Look. I’ll wrap all my hair round his neck’ – ‘The sea’s rising,
The boat must be lightened. He’s dead. He must go.’
See – quick – by that flash, where the bitter foam tosses,
The cloud of white faces, in the black open boat,
And the wild pleading woman that clasps her dead lover
And wraps her loose hair round his breast and his throat.
‘Come, lady, he’s dead.’ – ‘No, I feel his heart beating,
He’s living, I know. But he’s numbed with the cold.
See, I’m wrapping my hair all around him to warm him.’ –
– ‘No. We can’t keep the dead, dear. Come, loosen your hold.
‘Come. Loosen your fingers.’ – ‘ O God, let me keep him!’ –
O, hide it, black night! Let the winds have their way!
And there are no voices or ghosts from that darkness,
To fret the bare seas at the breaking of day.

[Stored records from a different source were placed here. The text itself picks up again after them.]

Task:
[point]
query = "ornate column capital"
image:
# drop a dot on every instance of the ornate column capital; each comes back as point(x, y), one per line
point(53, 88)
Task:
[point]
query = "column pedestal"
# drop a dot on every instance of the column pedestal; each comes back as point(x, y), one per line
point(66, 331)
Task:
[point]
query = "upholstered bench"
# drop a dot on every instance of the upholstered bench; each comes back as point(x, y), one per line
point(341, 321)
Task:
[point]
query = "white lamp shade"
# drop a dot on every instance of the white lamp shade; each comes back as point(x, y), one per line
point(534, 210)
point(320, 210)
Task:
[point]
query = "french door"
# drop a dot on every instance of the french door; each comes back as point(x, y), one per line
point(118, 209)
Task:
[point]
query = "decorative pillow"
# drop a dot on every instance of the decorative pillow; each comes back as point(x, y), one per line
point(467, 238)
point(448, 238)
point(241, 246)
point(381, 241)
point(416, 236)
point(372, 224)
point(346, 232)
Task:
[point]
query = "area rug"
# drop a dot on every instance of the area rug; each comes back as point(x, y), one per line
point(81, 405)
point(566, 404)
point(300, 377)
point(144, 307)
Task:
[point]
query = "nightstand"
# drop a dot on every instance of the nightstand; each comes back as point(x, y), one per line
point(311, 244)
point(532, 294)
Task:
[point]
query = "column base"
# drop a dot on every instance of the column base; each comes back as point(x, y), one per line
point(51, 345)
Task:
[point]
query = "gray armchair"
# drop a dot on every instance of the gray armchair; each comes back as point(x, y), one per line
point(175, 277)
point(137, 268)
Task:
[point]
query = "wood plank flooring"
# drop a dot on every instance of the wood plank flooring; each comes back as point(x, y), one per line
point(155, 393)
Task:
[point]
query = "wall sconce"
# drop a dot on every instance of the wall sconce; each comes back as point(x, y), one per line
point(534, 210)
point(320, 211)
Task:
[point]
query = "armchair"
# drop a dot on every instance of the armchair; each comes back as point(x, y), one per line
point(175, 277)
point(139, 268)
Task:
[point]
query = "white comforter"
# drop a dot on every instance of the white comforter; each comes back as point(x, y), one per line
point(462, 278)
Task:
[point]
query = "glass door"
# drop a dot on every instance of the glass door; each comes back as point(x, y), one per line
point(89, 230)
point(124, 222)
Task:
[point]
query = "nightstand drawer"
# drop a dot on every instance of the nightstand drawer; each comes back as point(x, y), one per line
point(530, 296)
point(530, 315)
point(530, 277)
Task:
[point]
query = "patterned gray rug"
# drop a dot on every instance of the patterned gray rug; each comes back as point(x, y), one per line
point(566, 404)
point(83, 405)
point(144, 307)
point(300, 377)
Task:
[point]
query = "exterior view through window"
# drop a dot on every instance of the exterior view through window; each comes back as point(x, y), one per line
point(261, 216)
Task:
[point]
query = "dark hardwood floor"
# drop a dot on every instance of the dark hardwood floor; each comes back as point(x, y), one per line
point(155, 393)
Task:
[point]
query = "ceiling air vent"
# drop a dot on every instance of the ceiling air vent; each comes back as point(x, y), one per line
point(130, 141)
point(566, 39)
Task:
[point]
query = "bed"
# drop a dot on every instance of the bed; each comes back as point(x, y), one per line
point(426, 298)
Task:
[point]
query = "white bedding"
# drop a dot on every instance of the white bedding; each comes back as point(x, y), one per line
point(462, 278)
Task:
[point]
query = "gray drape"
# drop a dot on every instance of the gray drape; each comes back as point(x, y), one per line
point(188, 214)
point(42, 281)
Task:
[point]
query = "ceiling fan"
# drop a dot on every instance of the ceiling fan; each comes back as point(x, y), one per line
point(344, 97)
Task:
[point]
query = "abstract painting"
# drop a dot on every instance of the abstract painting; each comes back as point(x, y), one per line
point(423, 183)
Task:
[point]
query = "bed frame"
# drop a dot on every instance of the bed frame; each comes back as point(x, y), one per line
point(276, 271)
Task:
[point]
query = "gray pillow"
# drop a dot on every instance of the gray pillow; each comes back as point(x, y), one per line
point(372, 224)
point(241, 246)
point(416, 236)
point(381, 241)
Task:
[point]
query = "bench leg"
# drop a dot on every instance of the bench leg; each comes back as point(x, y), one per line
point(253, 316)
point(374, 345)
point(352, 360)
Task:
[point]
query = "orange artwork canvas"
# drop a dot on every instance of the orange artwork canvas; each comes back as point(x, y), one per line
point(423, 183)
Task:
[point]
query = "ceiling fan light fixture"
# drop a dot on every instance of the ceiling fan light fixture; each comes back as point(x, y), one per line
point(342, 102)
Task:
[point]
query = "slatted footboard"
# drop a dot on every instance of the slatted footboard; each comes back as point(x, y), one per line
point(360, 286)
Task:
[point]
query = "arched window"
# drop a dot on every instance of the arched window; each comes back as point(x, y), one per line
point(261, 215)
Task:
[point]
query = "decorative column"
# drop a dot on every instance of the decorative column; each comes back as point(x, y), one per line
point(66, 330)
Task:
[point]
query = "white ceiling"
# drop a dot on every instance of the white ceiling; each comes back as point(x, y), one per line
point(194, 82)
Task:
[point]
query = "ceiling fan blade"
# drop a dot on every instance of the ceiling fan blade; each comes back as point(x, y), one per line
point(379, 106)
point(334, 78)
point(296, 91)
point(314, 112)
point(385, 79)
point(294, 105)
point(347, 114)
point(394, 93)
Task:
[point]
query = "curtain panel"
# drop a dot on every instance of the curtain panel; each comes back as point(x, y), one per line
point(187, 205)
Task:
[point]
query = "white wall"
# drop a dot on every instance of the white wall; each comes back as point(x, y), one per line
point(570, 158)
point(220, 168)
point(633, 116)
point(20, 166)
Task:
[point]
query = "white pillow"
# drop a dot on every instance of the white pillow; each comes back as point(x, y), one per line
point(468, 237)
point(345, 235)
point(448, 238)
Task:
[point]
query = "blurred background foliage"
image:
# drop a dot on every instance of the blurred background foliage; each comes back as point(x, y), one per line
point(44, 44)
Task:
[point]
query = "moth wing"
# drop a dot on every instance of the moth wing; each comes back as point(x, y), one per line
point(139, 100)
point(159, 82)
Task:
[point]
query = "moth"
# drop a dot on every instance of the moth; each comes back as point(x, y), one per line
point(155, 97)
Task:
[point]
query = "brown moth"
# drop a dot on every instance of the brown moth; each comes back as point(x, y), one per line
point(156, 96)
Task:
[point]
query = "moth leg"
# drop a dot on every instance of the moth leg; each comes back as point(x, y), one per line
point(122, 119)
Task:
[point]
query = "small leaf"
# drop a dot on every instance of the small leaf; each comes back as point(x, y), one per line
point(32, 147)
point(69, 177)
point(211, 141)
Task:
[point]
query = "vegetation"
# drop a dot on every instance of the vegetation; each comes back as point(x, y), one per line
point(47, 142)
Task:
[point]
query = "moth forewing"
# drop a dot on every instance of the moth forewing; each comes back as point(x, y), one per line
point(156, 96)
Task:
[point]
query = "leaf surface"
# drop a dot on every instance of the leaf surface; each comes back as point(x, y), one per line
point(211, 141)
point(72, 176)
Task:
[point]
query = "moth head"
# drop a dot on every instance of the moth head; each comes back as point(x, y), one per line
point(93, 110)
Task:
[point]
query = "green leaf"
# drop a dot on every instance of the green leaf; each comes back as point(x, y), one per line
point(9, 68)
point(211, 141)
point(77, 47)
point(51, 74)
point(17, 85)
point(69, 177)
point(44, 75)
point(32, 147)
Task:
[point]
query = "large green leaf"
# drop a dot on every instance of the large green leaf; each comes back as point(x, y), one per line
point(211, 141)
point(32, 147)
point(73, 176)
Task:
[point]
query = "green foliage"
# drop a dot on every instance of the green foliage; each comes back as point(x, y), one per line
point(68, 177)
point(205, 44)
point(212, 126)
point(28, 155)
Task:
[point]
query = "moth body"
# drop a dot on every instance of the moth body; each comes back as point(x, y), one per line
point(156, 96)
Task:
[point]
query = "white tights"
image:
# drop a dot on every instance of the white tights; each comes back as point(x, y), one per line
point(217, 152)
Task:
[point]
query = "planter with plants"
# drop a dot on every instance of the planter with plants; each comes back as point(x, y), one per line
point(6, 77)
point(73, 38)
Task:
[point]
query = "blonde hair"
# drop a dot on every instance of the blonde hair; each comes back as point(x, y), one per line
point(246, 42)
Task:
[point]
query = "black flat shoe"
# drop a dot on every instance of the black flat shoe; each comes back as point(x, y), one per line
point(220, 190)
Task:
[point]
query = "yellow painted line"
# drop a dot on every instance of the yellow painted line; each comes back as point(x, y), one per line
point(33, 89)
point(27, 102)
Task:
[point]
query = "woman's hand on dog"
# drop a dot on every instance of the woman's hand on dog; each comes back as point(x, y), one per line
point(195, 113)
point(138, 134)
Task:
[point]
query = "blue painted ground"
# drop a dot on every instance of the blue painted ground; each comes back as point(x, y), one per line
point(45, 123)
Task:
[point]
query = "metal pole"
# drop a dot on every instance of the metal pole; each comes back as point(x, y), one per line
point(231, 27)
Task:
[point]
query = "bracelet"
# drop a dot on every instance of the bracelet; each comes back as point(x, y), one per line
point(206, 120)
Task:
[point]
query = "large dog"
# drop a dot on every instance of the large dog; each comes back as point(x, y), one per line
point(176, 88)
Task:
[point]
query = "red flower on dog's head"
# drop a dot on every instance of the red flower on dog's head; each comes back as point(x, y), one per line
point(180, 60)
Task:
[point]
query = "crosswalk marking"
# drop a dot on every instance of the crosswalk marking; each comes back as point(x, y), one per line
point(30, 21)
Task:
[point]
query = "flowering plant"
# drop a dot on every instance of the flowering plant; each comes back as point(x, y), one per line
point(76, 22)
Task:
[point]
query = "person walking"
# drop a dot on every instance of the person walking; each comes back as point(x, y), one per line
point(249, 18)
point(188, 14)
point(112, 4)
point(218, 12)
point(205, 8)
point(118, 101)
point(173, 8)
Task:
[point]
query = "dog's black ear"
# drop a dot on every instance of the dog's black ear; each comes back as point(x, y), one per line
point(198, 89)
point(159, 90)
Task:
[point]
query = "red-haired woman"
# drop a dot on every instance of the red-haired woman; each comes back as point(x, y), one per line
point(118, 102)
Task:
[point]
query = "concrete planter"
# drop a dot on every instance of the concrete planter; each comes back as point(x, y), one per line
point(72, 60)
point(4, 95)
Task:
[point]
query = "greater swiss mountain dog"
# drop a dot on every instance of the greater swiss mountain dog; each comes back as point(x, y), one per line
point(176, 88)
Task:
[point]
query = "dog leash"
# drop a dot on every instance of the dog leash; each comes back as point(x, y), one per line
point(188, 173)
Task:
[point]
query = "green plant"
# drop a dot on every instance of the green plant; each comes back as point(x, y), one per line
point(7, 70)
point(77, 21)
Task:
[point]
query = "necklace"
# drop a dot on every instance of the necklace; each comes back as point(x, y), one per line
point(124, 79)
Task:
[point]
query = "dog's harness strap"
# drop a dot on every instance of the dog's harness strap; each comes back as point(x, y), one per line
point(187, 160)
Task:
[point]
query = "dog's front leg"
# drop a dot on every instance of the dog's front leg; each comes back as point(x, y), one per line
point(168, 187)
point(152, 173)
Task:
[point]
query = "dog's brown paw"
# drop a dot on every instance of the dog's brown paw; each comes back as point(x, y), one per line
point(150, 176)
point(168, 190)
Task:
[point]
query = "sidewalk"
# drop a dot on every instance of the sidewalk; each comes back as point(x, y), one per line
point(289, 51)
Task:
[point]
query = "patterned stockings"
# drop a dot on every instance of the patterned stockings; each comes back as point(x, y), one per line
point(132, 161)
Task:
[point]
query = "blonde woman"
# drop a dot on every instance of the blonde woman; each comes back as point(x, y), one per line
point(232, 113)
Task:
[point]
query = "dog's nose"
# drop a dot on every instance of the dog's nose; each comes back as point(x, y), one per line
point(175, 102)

Alfred Noyes an English poet, short-story writer and playwright, best known for his ballads, “The Highwayman” and “The Barrel-Organ”. Noyes’ last poem, Ballade of the Breaking Shell, was written in May 1958, one month before his death. He died at the age of 77, and is buried in the Roman Catholic cemetery at Freshwater, Isle of Wight.